Memorial StoryMcKenna Rose Winton
May 20, 2008 – June 23, 2008
Our daughter McKenna Rose was the light of our lives… she was the most beautiful baby girl ever. Sure, we were biased. But lots of other people said that too so I think it really is true.
McKenna was with us for 33 days and I can say without a doubt they were the best 33 days of our lives. We kissed her, rocked her, whispered to her, and touched her cheeks to ours. One evening she was really fussy…crying and crying…and the only thing that would stop her was hearing the vacuum. So I did what any mother would do….I stayed up late vacuuming.
Finally, she fell asleep. I loved watching her sleep. Watching her tiny chest rise and fall with each breath. Dark hair and rosebud lips. Seeing her eyelashes flutter. I was amazed at this gift God had given me.
The next morning she woke up and was still cranky. I tried feeding her and she wouldn’t have it. She was running a small temperature…nothing to be alarmed about…but being a first-time mom I was still worried so I called the Dr. and they told me to bring her in.
She cried on the car ride there. That was the last time I’d hear her cry. Once in the doctor’s office they checked her out, she became unresponsive, and then the doctor said to the nurse, “call an ambulance, we need to get this baby admitted right away.”
Talk about knocking the wind out of me! I was so confused, I had no idea what was going on…what was the matter with my baby?
We checked into the hospital and my entire world crashed down around me. They ran tons of tests and it was all pretty much a blur to me. Finally, they did a spinal tap on her which confirmed Bacterial Meningitis.

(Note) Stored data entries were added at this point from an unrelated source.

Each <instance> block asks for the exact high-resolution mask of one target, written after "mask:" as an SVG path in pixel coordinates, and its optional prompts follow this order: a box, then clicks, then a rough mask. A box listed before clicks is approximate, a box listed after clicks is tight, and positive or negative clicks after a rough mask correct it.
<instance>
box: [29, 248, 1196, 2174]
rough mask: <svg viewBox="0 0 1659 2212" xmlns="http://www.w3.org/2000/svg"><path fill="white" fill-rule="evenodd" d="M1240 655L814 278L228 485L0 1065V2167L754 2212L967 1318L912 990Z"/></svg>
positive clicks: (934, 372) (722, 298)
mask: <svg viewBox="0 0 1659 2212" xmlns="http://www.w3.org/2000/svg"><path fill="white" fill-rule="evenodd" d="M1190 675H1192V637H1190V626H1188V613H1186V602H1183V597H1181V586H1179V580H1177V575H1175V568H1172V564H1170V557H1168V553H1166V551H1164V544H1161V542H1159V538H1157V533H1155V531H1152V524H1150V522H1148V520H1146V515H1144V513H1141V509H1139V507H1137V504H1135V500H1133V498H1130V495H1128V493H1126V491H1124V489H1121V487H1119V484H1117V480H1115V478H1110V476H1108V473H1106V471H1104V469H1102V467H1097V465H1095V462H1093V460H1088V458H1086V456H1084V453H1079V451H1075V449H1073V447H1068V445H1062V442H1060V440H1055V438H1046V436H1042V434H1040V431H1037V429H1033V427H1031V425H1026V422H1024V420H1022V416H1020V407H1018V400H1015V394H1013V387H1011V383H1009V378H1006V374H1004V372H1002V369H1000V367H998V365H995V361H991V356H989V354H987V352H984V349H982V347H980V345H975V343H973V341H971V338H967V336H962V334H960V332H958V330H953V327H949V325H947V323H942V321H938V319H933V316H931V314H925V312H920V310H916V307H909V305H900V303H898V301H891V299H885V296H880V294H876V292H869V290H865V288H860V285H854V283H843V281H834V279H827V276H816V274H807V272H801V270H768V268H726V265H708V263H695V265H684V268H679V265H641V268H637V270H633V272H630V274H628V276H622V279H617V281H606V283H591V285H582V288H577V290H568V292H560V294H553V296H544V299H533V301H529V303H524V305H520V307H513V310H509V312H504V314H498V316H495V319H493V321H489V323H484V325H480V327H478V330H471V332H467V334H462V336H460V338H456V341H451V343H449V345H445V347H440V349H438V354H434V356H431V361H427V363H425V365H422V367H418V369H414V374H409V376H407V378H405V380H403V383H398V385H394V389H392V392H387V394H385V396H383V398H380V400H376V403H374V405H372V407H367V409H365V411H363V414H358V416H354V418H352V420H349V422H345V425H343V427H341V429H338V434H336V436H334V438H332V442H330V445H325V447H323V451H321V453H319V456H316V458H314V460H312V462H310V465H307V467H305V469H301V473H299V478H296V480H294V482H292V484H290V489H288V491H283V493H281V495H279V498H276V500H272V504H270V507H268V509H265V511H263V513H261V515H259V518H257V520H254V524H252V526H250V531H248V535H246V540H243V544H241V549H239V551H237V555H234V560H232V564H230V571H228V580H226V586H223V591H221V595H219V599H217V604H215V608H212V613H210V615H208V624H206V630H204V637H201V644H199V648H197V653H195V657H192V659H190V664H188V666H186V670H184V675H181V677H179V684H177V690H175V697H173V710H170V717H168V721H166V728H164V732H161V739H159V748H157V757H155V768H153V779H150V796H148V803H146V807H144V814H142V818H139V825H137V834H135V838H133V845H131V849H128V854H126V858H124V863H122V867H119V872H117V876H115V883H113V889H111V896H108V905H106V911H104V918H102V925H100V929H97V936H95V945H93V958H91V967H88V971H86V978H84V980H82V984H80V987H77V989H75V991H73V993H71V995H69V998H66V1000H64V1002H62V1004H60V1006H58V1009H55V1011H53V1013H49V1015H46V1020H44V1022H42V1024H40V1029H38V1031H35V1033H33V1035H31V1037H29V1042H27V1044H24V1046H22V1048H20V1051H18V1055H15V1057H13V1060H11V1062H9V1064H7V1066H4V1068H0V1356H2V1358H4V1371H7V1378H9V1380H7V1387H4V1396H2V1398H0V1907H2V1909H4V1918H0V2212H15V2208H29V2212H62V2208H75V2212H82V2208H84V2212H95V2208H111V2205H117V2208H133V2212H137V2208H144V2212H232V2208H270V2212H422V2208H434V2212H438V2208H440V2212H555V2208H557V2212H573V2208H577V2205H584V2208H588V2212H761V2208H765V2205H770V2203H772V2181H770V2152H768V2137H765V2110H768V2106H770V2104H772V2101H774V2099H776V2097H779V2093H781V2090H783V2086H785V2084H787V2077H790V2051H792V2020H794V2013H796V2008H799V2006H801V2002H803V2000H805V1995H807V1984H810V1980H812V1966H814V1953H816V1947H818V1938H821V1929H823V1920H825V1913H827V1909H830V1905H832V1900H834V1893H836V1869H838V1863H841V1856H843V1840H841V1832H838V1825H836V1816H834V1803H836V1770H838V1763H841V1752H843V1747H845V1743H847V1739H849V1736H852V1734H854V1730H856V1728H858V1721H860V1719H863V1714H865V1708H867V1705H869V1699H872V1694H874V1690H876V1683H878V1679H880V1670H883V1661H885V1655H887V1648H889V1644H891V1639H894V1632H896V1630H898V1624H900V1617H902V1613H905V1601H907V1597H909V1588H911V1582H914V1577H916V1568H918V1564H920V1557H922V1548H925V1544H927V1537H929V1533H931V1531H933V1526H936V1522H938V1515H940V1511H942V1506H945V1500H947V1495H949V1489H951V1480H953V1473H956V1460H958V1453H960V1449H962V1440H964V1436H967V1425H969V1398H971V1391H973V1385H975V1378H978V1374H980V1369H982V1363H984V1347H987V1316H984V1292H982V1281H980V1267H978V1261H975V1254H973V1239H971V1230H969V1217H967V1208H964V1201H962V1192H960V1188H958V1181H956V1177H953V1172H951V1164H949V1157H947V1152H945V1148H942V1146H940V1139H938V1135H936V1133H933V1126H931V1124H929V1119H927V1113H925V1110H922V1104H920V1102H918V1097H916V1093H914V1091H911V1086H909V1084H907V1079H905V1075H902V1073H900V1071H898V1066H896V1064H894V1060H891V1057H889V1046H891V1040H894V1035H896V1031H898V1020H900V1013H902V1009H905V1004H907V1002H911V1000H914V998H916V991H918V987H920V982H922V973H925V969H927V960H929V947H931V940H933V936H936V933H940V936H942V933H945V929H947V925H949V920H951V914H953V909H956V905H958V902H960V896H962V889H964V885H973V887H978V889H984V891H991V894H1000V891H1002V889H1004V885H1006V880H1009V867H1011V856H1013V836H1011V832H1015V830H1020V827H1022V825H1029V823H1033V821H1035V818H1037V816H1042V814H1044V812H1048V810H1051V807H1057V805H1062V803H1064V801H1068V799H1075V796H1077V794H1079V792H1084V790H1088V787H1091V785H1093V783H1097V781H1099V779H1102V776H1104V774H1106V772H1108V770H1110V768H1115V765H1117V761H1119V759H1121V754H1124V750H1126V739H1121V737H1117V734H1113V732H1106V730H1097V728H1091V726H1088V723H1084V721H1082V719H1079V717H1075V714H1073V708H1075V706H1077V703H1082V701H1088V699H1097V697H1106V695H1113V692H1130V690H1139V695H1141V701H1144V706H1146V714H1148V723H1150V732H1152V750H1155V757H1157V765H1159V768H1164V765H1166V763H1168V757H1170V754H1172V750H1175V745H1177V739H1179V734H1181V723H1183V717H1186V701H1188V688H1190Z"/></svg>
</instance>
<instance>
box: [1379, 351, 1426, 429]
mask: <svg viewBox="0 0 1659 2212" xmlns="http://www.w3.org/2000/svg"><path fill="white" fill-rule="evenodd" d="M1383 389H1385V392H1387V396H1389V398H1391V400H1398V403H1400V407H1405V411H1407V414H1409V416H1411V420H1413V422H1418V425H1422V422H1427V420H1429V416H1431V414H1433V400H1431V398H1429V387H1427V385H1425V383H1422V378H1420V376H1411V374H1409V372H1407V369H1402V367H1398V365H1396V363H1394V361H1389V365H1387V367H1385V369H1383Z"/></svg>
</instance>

The doctors started the antibiotics immediately but there was no improvement. The next day they performed a series of tests and concluded that she was brain dead. She was gone.
I couldn’t move, and my heart was beating so hard I could hardly find my breath. I’ve heard the saying, “when it rains, it pours”….I wish this would have just been raining. Rain would have been nice. This was so much worse. Rain passes. Meningitis didn’t pass. It took her from us.
I thought to myself there is no way this is happening. What did I do wrong?
It has honestly been one of the most trying times of my life. I have never been angrier at anyone in my life than I was with God. I wanted Him to change things so bad; I wanted a door number 2…a different hand.
I don’t understand God a lot of the time. There are so many horrendous things that happen in this world and I struggle to find him in them.
I know in my heart that God has big plans in store for my husband and me. I trust that we will be blessed with more children. And I know that our little girl McKenna will be waiting for us when we’re called Home.